The implementation of the rural generalist pathway into private and non-government sectors commenced in 2019, with a trial that was funded by the Commonwealth Government, and coordinated by SARRAH. The trial was funded as part of the 2021 Commonwealth budget, and SARRAH is implementing that through to 2024. The scheme is called The Allied Health Rural Generalist Education and Training Scheme (TAHRGETS). It’s available to organizations in primary care, disability, aged care or non-government sectors wishing to implement a training position.
I think the expansion of the rural generalist pathway into these sectors is a really important step for further development of a rural generalist workforce that is capable of working in a range of settings. The adoption of the TAHRGETS model and training framework (of that) used in the public sector is critical, and what we’re likely to see is progressive development of the training and the pathway over the next couple of years to tailor it better to each sector. But the common pathway and structure in the training standards is really what’s going to enable that workforce flexibility over time.
It’s a huge achievement from starting in Far North Queensland, the Northern Territory and bits of WA to getting a national program—just those recruitment and retention outcomes in rural areas alone are fantastic given the challenges recruiting and retaining staff in that that sector. Is there anything else that you’d like to add?

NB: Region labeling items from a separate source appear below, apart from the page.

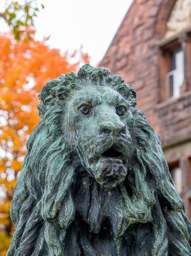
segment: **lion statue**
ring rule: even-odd
[[[39,98],[7,255],[191,255],[191,223],[130,85],[87,64]]]

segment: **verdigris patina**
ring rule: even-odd
[[[9,256],[191,255],[159,136],[124,82],[88,64],[43,88]]]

Liza-Jane: Thanks, Susan. I think it’s a wonderful opportunity for both individuals and employers to consider—certainly in Queensland we’re continuing to look at how we can grow and strengthen the program. We really have seen some of the benefits that Ilsa spoke about in terms of both benefits for the individual and us as an employer within Queensland Health, but also more importantly for the communities that these allied health rural generalists are serving.
If a new graduate wanted to get onto the Allied Health Rural Generalist Pathway, how would they go about finding it?
Ilsa: Within Queensland Health, the rural generalist training positions are advertised just like all of our positions through the Smart Jobs website. If an allied health professional is in another state, then there are certainly rural generalist training positions within the [Northern] Territory and in South Australia.
The TAHRGETS program, which is run within the private and non-government sector—the positions are advertised through normal processes, through Seek and other job sites, for example. Most rural generalist training positions will be specifically labelled that way: a speech pathologist rural generalist trainee or rural generalist training position. A search through job sites for rural generalist training roles is probably the best way to go.
Liza, Jane and Ilsa, thank you very much for your time and for explaining allied health rural generalism.